By: Laura Witherspoon
I chose to tour Ninkasi Brewery in Eugene’s Whiteaker district as the subject for my video project for J333. The tour taught me about the process of brewing and specifically how technical it is. After the tour, I went home, reviewed my footage, and to my dismay it was too fast and loud to be made into a video. I scrapped that project but still kept the footage just in case I could recycle it into something new.
That’s exactly what I did with these .gifs. Below are three .gifs that express the main processes of brewing.
Ninkasi Brewing Company is one of the fastest growing craft breweries in the country. In 2011, Ninkasi ranked the 32nd largest craft brewery in the country. The have no plans of slowing down and are currently working on an expansion that will increase their production.
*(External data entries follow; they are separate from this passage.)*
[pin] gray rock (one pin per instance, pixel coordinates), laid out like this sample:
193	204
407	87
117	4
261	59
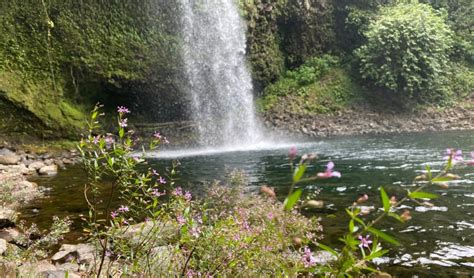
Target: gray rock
3	246
36	269
10	159
49	170
8	269
80	253
36	165
58	274
7	217
9	234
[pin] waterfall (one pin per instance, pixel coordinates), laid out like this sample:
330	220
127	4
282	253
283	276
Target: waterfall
218	81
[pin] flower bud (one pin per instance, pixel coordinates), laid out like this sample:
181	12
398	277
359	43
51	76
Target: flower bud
297	242
268	191
406	216
420	177
393	200
443	185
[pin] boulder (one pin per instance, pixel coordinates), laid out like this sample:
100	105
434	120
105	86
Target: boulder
36	269
7	217
9	234
8	157
36	165
58	274
3	246
81	253
49	170
8	269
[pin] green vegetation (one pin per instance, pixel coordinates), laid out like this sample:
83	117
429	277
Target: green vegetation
407	51
321	85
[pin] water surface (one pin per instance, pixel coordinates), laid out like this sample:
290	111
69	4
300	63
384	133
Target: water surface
439	241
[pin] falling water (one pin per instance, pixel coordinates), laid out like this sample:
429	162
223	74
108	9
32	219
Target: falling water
218	81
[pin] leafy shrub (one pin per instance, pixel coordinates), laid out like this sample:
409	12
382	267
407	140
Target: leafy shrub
320	85
158	229
407	50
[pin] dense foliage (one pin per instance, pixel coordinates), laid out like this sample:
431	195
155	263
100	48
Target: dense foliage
407	50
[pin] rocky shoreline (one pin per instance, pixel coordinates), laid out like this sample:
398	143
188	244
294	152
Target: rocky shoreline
362	120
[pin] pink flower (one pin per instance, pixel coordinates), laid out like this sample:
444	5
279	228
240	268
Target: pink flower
308	259
123	209
293	152
157	193
123	122
471	162
329	172
195	231
178	191
364	241
188	196
162	180
181	220
123	110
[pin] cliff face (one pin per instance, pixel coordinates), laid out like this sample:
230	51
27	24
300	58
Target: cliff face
60	58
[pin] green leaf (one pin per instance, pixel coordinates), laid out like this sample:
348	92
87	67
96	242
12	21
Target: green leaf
291	200
383	236
351	226
385	200
442	179
327	248
422	195
299	172
396	216
428	171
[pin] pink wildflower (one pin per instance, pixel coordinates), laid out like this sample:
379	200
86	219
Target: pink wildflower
364	241
181	220
188	196
293	152
162	180
123	110
308	259
123	122
123	209
178	191
329	172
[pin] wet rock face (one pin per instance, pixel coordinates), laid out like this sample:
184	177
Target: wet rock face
362	120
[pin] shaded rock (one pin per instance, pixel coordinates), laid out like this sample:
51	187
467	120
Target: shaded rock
36	165
7	217
30	269
9	159
3	246
10	234
80	253
49	170
8	269
58	274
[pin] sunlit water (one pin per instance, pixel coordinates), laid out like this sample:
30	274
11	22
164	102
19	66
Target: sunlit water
439	241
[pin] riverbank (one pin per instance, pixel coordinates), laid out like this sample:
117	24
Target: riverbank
365	119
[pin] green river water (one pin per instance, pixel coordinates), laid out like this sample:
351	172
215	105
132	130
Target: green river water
439	241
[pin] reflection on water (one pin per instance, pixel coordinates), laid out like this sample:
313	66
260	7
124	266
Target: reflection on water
438	241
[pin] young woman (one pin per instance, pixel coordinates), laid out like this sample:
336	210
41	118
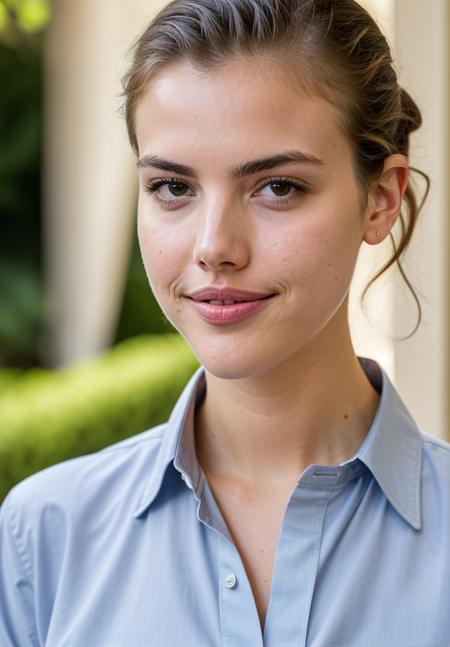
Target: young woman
290	500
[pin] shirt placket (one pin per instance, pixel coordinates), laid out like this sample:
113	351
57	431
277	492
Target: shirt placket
297	559
294	573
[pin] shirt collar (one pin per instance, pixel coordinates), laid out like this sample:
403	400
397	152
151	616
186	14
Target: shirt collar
392	449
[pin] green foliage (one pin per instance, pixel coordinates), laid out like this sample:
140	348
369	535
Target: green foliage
21	291
29	16
47	416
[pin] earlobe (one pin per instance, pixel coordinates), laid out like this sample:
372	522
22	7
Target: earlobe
386	199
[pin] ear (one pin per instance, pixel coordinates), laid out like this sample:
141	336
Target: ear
386	199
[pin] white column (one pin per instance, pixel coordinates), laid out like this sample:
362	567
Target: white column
417	32
421	33
89	174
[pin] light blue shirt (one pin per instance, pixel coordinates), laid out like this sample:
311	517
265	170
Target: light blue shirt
127	547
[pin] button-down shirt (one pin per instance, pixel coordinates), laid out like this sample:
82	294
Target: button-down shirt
127	547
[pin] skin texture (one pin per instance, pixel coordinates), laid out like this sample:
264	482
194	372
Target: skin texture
284	387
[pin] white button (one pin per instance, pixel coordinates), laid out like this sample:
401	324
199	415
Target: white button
230	582
187	480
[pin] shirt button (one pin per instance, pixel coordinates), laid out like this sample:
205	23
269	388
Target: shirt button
230	582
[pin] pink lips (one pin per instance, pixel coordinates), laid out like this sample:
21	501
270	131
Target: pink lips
247	303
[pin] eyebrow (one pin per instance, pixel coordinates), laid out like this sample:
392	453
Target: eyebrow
238	171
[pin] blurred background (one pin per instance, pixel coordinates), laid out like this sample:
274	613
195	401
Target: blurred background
72	284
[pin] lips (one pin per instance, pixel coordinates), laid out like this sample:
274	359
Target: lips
225	293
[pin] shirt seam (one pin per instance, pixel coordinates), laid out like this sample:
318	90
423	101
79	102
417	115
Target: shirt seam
32	632
21	550
437	443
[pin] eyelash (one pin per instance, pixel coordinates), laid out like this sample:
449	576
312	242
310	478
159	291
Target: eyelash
154	185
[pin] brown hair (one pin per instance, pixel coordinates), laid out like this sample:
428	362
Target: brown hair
335	48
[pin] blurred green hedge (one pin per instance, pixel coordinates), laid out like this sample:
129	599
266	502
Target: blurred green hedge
47	416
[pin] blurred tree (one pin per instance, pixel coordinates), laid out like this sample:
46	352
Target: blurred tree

This first picture of this .gif displays the front entrance to the brewery. Following is a picture of Anders, one of the brewers, working on the wort process. The wort process is when malt is mashed and mixed with hot water to convert the starch in malt into sugars. The next pictures shown are of the hop pellets which hold in the hop oils and other essential components in pellet form.
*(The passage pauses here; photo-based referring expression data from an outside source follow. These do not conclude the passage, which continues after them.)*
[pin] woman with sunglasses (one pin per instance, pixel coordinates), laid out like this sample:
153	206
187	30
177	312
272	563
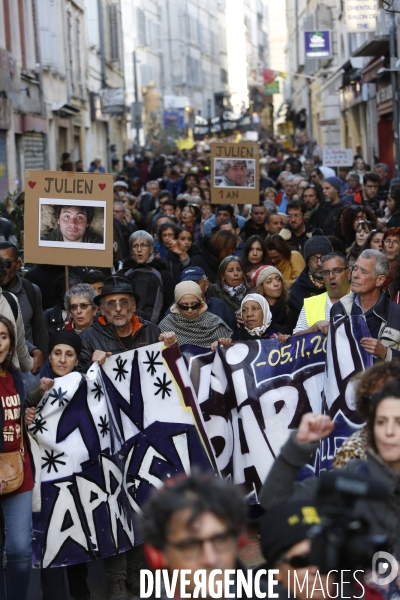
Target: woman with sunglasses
363	230
391	247
382	462
78	302
191	321
348	219
393	204
374	241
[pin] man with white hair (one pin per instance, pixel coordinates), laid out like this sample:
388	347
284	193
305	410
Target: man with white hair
368	298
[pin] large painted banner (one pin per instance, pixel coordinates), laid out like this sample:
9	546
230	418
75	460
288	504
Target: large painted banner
254	393
106	442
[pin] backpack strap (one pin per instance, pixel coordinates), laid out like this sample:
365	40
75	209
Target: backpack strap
13	304
30	292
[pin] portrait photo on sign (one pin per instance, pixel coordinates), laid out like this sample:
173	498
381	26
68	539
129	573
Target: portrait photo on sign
234	172
72	223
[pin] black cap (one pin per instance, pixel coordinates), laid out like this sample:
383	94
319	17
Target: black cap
116	285
286	525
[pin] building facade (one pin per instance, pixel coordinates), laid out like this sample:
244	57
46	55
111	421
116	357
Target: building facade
57	57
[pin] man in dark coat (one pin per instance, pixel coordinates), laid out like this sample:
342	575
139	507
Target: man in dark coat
310	282
117	330
327	212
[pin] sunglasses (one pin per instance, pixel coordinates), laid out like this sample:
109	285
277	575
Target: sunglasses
300	561
189	306
82	305
8	263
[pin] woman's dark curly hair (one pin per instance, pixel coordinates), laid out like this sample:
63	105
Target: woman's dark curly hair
197	494
395	287
88	209
346	217
246	249
277	243
369	382
367	243
7	363
391	389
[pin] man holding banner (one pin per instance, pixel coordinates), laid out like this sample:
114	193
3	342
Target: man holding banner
116	331
316	310
368	298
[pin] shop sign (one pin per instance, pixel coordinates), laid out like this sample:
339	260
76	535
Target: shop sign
317	44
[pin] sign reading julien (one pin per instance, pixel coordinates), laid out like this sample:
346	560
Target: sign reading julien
235	173
71	213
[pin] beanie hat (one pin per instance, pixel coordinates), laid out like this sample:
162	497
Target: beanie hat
317	244
262	273
69	338
284	526
334	182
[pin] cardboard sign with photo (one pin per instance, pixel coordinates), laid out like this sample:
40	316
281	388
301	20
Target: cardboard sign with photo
235	173
71	214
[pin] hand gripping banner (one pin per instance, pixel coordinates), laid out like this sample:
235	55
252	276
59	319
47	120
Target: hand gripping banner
106	443
254	393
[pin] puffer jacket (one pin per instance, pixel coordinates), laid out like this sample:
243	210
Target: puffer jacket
281	486
387	311
103	337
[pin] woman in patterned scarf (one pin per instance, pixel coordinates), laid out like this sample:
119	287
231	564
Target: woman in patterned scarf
191	321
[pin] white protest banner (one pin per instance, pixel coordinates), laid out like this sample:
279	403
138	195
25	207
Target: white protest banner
342	157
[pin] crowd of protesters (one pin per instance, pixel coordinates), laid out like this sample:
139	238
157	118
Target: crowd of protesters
318	243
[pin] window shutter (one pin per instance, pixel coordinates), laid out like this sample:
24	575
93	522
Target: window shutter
113	25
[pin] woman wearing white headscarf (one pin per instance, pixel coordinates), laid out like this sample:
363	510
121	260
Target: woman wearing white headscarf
257	321
192	322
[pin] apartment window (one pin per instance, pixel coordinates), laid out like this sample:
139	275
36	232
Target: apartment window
70	50
114	38
141	26
78	53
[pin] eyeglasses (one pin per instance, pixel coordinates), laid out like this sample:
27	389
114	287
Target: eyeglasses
82	305
391	243
137	246
335	271
189	306
192	548
8	262
112	304
315	259
300	561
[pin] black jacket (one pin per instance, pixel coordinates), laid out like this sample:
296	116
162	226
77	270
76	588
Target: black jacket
281	486
302	288
174	266
168	283
53	319
103	337
44	276
207	260
297	242
326	214
389	314
248	230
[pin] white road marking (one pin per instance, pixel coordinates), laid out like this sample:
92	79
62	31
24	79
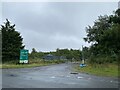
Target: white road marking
53	77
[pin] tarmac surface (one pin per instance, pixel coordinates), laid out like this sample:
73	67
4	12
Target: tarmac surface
53	76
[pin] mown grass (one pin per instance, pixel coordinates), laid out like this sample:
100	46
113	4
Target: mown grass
32	63
99	69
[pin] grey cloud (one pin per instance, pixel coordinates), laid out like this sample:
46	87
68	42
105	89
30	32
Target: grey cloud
47	26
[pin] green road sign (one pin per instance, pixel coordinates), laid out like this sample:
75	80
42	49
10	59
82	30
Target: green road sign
23	56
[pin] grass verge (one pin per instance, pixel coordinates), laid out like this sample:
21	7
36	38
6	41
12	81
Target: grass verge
32	63
99	70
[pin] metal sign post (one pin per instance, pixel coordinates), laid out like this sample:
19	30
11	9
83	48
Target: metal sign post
23	56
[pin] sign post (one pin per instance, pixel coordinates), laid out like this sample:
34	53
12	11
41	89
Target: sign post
23	56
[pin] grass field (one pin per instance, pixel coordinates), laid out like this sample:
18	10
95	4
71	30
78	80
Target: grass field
99	70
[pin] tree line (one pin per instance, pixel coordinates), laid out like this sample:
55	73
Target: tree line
70	54
104	37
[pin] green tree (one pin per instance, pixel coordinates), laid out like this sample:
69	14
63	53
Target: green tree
104	36
11	42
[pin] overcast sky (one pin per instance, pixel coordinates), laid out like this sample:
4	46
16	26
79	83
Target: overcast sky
47	26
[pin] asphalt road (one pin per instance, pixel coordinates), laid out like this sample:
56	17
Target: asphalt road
54	76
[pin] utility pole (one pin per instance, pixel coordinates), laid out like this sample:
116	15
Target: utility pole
83	61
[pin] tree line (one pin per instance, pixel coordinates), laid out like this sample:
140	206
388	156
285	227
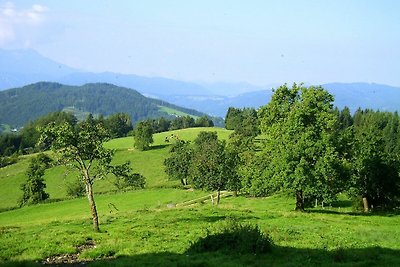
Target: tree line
300	143
118	125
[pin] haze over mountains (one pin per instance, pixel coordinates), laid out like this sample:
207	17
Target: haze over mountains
21	67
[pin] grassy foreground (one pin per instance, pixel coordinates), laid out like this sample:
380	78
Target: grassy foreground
145	228
148	163
142	228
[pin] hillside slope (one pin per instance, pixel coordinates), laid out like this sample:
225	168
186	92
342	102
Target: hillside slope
20	105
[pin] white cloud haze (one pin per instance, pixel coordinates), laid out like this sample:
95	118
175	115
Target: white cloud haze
14	22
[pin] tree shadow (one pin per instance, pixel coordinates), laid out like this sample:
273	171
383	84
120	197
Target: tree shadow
278	256
215	218
355	213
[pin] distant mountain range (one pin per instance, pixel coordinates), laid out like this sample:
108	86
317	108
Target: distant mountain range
20	105
22	67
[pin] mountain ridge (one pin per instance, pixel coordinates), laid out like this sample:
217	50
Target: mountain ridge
20	105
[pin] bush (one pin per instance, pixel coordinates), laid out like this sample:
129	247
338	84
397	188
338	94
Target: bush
233	237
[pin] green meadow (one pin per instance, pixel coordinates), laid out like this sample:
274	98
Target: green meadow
151	227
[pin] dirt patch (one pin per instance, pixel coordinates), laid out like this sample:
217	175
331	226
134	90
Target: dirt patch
70	259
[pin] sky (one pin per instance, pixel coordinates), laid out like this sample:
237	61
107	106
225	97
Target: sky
255	41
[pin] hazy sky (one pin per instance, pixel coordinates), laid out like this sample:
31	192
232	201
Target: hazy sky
260	42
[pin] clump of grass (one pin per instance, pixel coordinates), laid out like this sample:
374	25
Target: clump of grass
233	237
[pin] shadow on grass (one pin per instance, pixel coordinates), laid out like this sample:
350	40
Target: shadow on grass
279	256
214	218
156	147
354	213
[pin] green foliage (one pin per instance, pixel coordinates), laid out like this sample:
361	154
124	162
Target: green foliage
25	141
212	166
33	188
233	237
204	121
178	163
233	118
118	125
76	188
143	135
375	161
5	161
41	98
82	148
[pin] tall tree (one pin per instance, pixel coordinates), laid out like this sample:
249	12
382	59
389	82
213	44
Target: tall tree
375	159
82	148
178	163
33	187
143	135
212	168
297	125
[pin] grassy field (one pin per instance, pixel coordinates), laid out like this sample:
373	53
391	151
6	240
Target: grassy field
175	112
148	163
145	228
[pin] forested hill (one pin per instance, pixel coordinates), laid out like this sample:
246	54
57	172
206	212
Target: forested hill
20	105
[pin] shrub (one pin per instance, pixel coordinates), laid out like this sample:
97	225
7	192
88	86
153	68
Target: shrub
233	237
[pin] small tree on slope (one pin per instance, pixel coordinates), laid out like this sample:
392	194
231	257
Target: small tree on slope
82	148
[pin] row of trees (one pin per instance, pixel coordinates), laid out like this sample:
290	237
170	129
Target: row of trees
79	146
117	125
299	142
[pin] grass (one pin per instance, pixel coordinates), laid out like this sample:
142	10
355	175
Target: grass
145	228
145	231
148	163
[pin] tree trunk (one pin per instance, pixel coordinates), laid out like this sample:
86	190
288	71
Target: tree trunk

The second .gif consists of images of the fermenting tanks. This is the part of the brewing process where alcohol is made and you can finally call it beer! The yeast is converting the sugars from the wort into alcohol and CO2. This is also the part of the brewing process where you can no longer allow oxygen in the tank because it will spoil the beer. The container with overflowing foam is removing extra gasses and other impurities from the hops.
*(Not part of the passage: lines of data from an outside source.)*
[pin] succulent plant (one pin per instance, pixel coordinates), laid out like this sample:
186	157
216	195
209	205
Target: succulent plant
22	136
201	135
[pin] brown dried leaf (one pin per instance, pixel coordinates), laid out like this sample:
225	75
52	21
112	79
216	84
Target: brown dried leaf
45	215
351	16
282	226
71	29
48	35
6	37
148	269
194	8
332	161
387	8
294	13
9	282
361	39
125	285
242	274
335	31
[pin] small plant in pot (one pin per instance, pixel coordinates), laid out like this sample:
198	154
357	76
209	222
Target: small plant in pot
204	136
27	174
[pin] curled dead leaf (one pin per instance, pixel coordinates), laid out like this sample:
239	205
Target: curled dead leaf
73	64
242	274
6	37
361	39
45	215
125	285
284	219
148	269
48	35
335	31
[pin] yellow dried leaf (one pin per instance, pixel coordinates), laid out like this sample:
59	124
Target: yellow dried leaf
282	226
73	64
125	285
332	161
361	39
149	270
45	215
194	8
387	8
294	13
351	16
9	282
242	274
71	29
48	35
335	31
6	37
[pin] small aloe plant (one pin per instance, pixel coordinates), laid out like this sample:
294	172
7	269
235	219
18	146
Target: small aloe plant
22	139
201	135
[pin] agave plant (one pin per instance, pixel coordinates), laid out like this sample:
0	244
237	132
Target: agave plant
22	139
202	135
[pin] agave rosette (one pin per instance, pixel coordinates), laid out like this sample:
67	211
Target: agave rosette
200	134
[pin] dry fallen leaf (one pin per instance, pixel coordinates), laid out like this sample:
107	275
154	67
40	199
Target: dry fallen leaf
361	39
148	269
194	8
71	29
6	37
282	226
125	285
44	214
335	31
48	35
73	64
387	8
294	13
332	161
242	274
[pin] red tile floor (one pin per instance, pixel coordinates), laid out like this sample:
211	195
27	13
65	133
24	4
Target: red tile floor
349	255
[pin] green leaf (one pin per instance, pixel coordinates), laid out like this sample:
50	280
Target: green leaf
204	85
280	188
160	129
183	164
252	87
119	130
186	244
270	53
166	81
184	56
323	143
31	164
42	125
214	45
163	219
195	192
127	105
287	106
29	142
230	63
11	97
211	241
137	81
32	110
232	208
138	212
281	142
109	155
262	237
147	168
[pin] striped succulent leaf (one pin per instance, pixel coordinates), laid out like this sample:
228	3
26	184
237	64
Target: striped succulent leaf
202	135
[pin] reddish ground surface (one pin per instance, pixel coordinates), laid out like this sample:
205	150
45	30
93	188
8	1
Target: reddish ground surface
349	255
This last .gif shows the bottling assembly process. I was lucky to be given a tour when the entire brewing process was conducted from brewing to bottling. Bottles start by getting pushed through and rinsed off in order to kill any left over bacterial from the bottle. Next, the fillers fill 250 12 oz. bottles a minute. After the bottles are shuffled through single file to receive their labels. Before they are dropped into cases, there is a worker checking to make sure every label is on right.